Josh Brolin plays Llewelyn Moss, a simple retired Texas man in 1980, who, while out one day in the vast desolate prairies of the South, almost literally stumbles upon a drug deal gone bad, with dead bodies strewn amidst some bullet-ridden trucks. He tracks some blood to a corpse underneath a tree, a corpse with a case that holds 2 million dollars in cash. He grabs the cash and heads home, stashing it under his trailer, not bothering to think even for a second that he may have just gotten himself in a heap of trouble. Tommy Lee Jones plays the local sheriff, Ed Tom Bell, a wizened veteran of sorts who gets tangled up with Moss’s problems with the money. Finally, Javier Bardem plays a man who is a psychopathic killer and the very embodiment of “creepyyyyy!!”, Anton Chigurh. We never find out exactly why he’s looking for the money. He just wants it, pure and simple, and will kill anyone who shows even a hint of getting in his way. He carries an oxygen tank and a kind of compressed-air gun that leave no clues behind. Soon the chase, and that’s No Country essentially boils down to, a chase, is on.

What sets this film apart from other extremely violent ones of its ilk is not the story itself, but rather its tone, the characters, and the grisly way the Coens deal with the violence in the film. As I mentioned above, the story is basically a chase story, but man, what a heck of a chase story it is.

Bardem’s Anton Chigurh is one of the scariest villains to grace the big screen in a long while. His calm demeanor, perverse pleasure, and complete lack of a sense of humor all dehumanize him to a point that should have rendered him a boring and one-note character, but the grim sense of purpose that haunts every last decision he makes, the scary sense that you know he has a reason for everything he does, even though it may be a ludicrous one, is downright horrifying. This is an actor who could make even “hello” sound like a death threat. His eyes can rarely be described as anything other than dead, but these dead eyes convey a heck of a lot more than many alive eyes found in films today.

Tommy Lee Jones gets some of the best lines of the movie, and even though he spends a lot of it on the sidelines, he steals every scene he’s in.

Josh Brolin’s simple country man, though, is by far the most interesting of the bunch. He’s not very smart; some would even call him stupid, but, in a weird, sort of way, he knows what’s right, and he knows how to handle himself. In a couple of scenes he puts together objects that almost make him seem like MacGyver. He is resourceful and intelligent, though not in the traditional sense, and he doesn’t turn into the typical average man who becomes a superhero when he’s in danger.

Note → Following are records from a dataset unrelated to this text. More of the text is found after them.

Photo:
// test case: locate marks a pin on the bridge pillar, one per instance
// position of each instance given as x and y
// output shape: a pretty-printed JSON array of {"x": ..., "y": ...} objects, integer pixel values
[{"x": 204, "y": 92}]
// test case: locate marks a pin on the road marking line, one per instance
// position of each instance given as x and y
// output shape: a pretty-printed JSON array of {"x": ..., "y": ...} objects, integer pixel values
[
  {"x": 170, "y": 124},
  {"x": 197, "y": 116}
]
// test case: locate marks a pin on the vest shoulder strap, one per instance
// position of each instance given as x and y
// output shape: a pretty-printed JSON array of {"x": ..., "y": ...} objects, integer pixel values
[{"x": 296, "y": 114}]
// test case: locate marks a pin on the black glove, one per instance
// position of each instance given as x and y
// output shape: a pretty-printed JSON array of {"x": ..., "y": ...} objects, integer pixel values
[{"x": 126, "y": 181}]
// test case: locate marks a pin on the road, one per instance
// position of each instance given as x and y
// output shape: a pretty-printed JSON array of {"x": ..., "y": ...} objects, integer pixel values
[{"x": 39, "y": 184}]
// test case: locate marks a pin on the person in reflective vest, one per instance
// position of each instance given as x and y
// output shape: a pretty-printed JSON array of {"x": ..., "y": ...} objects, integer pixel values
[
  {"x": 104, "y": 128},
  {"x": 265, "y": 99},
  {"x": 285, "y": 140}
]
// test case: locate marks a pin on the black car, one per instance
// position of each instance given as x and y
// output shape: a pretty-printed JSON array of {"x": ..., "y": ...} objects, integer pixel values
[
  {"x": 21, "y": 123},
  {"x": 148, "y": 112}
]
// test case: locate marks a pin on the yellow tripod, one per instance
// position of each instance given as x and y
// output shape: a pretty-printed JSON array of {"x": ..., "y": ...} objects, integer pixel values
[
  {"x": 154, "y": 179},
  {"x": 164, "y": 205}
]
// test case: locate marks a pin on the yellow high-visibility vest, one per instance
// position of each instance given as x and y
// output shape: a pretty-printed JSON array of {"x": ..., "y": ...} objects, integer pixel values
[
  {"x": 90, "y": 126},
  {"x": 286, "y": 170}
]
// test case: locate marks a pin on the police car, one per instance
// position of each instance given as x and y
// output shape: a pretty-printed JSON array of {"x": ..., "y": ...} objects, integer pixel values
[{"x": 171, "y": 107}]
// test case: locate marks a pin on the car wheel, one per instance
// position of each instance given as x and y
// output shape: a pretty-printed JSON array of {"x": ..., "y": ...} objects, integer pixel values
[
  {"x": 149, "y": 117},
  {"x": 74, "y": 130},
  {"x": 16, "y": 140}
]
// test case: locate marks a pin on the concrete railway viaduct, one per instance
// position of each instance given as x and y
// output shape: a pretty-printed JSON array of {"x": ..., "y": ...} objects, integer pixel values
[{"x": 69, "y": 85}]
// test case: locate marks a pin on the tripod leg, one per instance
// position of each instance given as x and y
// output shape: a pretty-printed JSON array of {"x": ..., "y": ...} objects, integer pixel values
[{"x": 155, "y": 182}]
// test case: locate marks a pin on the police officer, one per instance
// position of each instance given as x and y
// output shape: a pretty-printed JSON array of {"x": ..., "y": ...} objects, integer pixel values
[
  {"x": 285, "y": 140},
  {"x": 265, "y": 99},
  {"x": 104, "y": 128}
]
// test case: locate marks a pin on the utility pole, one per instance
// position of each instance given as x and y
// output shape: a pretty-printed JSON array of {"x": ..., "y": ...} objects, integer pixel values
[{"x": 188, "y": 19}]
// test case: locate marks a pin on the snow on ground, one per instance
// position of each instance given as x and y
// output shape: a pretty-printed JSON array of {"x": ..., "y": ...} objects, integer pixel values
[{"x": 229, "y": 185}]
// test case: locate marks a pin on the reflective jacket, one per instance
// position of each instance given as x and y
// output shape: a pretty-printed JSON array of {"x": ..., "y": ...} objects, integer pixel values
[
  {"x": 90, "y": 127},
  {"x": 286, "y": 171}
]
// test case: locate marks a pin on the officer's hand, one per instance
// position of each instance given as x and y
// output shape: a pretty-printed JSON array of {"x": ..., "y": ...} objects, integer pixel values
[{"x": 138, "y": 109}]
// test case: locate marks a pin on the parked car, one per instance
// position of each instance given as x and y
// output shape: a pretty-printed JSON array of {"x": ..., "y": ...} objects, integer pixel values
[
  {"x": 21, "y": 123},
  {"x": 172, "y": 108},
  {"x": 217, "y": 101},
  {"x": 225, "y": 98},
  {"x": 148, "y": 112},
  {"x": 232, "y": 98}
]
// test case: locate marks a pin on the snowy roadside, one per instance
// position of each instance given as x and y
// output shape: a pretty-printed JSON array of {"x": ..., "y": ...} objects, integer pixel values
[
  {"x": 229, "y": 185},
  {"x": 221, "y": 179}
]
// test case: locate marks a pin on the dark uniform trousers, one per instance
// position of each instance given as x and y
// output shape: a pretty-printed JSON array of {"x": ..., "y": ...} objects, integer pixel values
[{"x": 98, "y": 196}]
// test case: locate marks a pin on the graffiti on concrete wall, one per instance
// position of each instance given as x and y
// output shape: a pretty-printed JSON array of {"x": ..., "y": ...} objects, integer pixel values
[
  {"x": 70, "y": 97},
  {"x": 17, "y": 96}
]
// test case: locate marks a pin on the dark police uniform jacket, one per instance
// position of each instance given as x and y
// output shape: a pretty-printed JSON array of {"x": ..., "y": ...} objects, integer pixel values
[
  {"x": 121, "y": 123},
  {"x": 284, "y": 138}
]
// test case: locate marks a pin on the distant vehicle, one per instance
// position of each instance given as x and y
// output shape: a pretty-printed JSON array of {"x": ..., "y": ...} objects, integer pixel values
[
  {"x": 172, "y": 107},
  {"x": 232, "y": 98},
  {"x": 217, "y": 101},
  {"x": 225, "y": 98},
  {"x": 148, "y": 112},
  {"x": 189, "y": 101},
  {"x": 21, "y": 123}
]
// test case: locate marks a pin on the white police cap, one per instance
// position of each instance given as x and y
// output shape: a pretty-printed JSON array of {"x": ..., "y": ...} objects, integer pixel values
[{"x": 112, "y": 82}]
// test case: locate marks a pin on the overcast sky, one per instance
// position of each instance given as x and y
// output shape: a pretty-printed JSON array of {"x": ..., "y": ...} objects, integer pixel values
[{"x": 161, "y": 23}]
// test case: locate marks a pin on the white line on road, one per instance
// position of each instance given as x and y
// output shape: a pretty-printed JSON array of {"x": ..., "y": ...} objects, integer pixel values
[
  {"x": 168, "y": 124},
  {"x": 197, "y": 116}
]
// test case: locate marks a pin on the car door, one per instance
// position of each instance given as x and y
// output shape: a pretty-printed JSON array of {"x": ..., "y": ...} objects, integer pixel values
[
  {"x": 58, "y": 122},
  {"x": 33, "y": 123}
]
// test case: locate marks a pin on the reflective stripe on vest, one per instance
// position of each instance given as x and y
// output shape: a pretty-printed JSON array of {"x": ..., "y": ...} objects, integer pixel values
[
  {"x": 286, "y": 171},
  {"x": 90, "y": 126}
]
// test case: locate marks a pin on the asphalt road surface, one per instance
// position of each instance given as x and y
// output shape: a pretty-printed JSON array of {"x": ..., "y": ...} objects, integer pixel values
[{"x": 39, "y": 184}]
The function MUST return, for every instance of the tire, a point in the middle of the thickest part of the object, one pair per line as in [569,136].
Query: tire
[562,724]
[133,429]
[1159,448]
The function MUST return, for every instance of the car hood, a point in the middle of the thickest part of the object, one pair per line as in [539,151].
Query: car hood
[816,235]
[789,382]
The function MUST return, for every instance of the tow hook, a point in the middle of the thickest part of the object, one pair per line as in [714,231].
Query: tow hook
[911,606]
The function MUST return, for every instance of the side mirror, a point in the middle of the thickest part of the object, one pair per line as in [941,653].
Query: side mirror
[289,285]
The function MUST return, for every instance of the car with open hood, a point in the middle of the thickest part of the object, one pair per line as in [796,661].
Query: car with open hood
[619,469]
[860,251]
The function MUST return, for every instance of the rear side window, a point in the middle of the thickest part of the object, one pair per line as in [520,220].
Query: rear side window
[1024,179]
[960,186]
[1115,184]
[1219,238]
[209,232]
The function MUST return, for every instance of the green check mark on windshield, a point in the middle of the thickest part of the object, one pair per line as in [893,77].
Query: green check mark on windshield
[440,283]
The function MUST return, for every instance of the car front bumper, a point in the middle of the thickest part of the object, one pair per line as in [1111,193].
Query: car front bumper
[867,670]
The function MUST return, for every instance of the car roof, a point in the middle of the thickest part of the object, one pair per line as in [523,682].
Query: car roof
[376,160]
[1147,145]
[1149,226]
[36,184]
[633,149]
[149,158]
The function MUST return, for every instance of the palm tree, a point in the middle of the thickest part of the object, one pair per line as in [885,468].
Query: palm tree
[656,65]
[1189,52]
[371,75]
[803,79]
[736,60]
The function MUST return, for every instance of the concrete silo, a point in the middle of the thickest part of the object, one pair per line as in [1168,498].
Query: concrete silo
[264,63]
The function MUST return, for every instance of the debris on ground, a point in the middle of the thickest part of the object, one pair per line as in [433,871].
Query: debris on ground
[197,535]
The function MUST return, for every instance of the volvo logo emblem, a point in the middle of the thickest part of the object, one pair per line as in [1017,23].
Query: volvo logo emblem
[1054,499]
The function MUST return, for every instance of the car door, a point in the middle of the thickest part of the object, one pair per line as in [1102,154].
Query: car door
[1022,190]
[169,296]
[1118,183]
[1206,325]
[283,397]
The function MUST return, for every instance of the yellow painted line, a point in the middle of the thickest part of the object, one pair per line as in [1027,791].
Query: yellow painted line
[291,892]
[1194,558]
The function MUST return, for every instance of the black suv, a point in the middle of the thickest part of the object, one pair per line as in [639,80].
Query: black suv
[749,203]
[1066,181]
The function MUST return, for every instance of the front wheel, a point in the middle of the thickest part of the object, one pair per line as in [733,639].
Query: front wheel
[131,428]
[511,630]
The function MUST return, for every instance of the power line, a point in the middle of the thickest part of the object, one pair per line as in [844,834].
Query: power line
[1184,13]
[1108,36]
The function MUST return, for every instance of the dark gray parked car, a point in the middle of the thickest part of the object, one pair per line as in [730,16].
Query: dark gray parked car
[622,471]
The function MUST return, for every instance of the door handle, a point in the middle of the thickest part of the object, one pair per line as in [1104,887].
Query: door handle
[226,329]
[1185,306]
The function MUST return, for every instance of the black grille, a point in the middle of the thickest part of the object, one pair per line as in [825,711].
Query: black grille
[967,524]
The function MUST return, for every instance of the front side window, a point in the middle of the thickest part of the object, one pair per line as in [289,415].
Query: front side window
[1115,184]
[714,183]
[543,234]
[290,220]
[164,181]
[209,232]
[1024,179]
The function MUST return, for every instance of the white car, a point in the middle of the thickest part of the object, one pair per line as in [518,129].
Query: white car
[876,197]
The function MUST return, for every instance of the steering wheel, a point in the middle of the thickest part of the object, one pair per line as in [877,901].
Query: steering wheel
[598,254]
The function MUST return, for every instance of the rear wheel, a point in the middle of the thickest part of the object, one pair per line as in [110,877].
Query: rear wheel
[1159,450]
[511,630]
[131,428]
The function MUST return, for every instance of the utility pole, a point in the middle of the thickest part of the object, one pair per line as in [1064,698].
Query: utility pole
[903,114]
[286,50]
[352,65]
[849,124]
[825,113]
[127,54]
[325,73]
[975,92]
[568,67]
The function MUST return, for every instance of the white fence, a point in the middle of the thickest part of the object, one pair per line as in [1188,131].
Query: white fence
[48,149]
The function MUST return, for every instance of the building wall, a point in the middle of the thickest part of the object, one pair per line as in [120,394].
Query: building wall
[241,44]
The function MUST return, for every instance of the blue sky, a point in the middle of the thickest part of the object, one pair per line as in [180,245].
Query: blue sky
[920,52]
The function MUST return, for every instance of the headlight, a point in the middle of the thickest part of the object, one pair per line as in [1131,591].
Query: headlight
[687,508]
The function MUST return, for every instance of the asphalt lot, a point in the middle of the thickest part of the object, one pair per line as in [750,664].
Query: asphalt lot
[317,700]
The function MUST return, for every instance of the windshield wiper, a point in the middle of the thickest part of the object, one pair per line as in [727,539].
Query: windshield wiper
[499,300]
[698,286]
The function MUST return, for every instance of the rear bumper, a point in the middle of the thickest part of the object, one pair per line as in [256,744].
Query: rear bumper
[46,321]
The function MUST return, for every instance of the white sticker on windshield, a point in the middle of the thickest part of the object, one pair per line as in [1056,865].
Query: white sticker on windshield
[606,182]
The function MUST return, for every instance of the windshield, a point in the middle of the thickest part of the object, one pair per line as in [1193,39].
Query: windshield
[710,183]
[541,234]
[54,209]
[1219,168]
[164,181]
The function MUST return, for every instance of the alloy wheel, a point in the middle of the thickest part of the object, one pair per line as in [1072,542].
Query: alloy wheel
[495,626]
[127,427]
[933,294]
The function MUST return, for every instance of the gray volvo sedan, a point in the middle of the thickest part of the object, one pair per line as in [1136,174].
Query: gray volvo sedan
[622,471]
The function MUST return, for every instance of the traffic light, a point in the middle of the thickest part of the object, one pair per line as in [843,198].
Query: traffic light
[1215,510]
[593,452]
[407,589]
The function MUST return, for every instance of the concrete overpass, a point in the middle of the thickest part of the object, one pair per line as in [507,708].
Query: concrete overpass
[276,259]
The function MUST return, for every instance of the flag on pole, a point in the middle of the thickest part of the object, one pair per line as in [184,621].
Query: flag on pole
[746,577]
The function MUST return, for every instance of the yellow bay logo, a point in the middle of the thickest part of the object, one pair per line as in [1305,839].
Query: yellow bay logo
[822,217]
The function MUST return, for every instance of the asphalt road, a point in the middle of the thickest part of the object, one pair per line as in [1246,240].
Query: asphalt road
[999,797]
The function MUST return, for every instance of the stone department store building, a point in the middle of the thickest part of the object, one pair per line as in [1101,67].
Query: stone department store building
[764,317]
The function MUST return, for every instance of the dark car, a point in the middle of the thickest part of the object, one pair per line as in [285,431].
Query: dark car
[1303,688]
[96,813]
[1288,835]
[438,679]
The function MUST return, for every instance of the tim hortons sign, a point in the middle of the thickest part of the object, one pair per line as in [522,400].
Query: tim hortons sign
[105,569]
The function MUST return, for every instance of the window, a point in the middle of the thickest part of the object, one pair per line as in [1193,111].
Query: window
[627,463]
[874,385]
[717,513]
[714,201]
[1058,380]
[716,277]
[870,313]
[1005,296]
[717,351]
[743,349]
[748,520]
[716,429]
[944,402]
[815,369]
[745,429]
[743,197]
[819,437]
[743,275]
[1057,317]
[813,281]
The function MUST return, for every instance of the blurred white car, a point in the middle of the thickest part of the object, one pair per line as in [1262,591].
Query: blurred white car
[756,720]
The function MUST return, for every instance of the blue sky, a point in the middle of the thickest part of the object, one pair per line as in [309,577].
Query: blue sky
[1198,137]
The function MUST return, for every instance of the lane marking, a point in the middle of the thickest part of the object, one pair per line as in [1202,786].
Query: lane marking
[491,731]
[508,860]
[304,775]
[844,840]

The woman who plays his wife, Kelly MacDonald, has the difficult job of playing against all these fantastic actors, but in a role where it initially seems like she’s just going to be some side character, she does a remarkable job of humanizing her role and making it much more than the “wife in distress.”

The film’s script is, by far, its greatest strength. It somehow manages to expertly balance very dark humor, brutal violence, deep characters, an actually very typical storyline, and rivetingly quiet chase scenes, such as when Moss is hiding in a hotel room and hears Anton coming down the hallway to get him. The camera angles, sound effects, and slow and deliberate movement of the characters all combine to make a scene that will have you sweating buckets in a scene that, if handled improperly, could quickly turn bland and cliche. The themes explored as well are also some very interesting ones, such as the nature of violence, its effects on the human soul, the importance of honesty, the acknowledgment of the passing of time, and how life is sometimes cruelly abrupt.

The film ends on a perfect haunting and honest note, and, along with many moments throughout the movie, left me with my jaw hanging open for several minutes. It’s just simply a great movie. My only complaint would be the script makes shortcuts occasionally. Anton, sometimes, seems a little too much of a superhuman, as in one scene where he virtually disappears into the night unexplainedly, which I didn’t buy that his character would do. Another time Josh Brolin’s character is fleeing from some people who abandon the chase far too easily. Other than that, “No Country for Old Men” is a riveting thriller that is definitely worth an Oscar nomination, if not a win. It’s a movie that makes you think, and not in the sense of being so confusing that you can’t figure it all out, but the sense that it’s all laid bare on the screen and yet you STILL can’t figure it all out, and, if nothing else, that alone makes it worth a movie ticket.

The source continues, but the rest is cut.